Vor diesem Hintergrund erweist sich die von der belangten Behörde (vermeintlich) dem Gutachten entnommene Beurteilung, die Beschwerdeführerin sei "zum Lenken eines Kraftfahrzeuges auf Grund deutlicher Mängel der kraftfahrspezifischen Leistungsfunktionen (…) nicht geeignet", als unschlüssig. Die belangte Behörde hätte Art und Ausmaß dieser "Mängel" konkretisieren und vor allem deren jeweilige Auswirkungen auf das Lenken (bloß) eines Motorfahrrades feststellen müssen, zumal die Eignung zum Lenken der in § 32 Abs. 1 FSG genannten Kraftfahrzeuge auch anders beurteilt werden könnte als die Eignung zum Lenken von Kraftfahrzeugen, für die eine Lenkberechtigung erforderlich ist (vgl. das hg. Erkenntnis vom , Zl. 2004/11/0149, mwN).
Dabei wäre auch das von der belangten Behörde nicht bezweifelte Vorbringen der Beschwerdeführerin, sie habe mehrere tausend Kilometer unfallfrei auf ihrem Motorfahrrad zurückgelegt, wohne in ländlichem Gebiet und benötige für einen - ihr bekannten -
Umkreis von etwa 15 km von ihrem Wohnort die Erlaubnis zum Lenken ihres Motorfahrrads, zu beachten gewesen. Vor dessen Hintergrund hätte insbesondere erwogen werden müssen, ob trotz der "Mängel der kraftfahrspezifischen Leistungsfunktionen" allenfalls mit einer nach § 32 Abs. 1 Z 2 bzw. 3 FSG eingeschränkten Lenkerlaubnis das Auslangen gefunden werden hätte können (vgl. das hg. Erkenntnis vom , Zl. 2008/11/0086).

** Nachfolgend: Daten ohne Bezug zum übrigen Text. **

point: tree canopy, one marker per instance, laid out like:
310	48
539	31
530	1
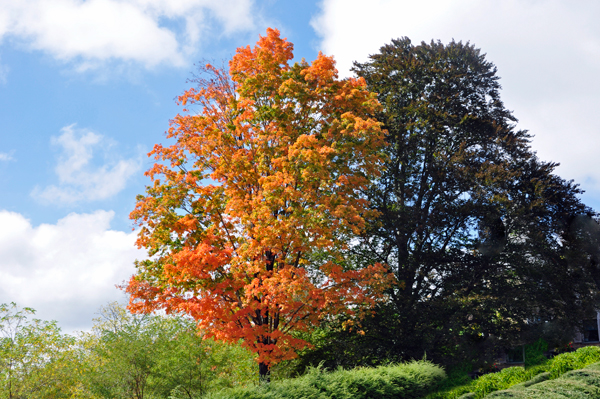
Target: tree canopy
472	224
267	175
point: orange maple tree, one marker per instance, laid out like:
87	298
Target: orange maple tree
267	174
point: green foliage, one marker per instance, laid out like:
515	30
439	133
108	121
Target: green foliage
534	353
36	359
480	234
410	380
159	356
583	383
574	360
520	379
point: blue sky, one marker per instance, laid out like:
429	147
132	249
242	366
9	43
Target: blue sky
88	87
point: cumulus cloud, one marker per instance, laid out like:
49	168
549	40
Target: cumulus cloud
67	270
143	31
547	54
79	179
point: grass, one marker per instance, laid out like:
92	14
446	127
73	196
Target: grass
520	379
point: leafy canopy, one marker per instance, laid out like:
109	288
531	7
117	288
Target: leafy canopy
267	174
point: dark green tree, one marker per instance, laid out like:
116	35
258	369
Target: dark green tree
473	224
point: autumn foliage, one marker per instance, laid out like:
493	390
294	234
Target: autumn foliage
246	217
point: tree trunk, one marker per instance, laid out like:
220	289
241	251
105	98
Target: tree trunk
264	373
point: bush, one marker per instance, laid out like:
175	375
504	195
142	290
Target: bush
574	360
409	380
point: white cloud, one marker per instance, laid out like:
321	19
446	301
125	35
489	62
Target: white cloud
67	270
547	54
93	31
78	179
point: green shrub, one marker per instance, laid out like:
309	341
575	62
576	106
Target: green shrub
574	360
574	384
534	353
409	380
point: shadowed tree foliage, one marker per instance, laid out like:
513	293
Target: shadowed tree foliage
473	225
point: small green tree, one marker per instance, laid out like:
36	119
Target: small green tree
144	356
36	359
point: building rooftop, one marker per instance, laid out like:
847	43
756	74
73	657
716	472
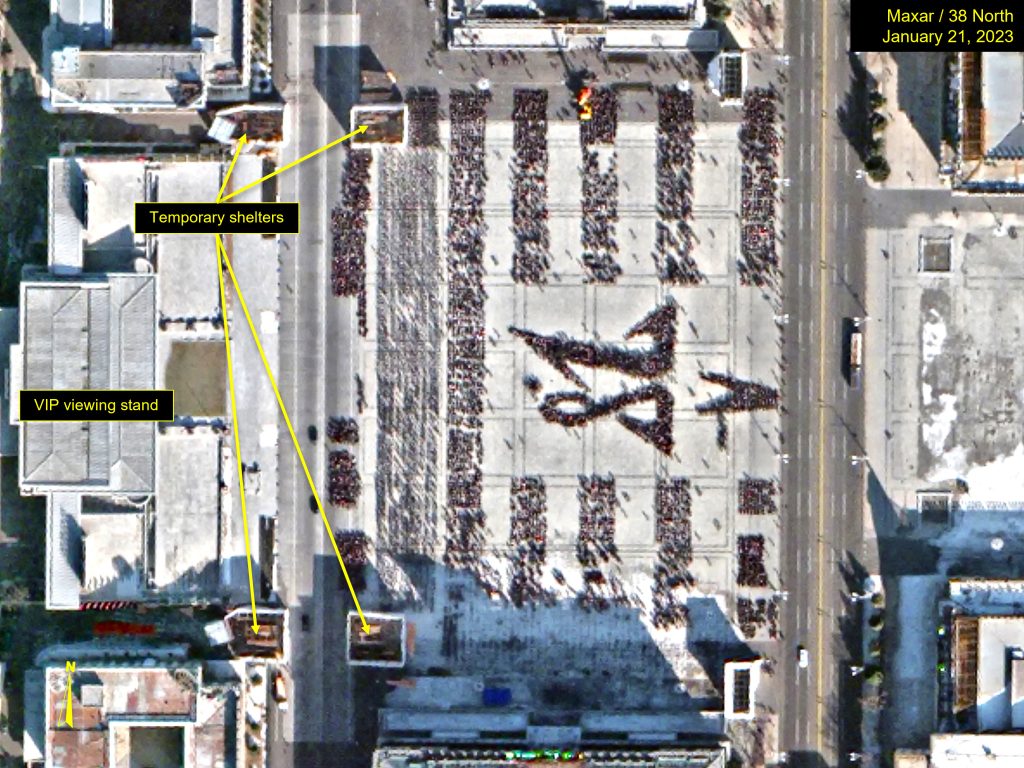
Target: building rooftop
697	757
119	55
117	310
154	716
88	334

Da dem angefochtenen Bescheid somit wesentliche Verfahrensmängel anhaften, war er gemäß § 42 Abs. 2 Z. 3 lit. b und c VwGG aufzuheben.
4. Die Kostenentscheidung beruht auf den §§ 47 ff VwGG in Verbindung mit der VwGH-Aufwandersatzverordnung 2008, BGBl. II Nr. 455. Die Abweisung des Mehrbegehrens betrifft die bereits im Pauschalbetrag für Schriftsatzaufwand enthaltene Umsatzsteuer.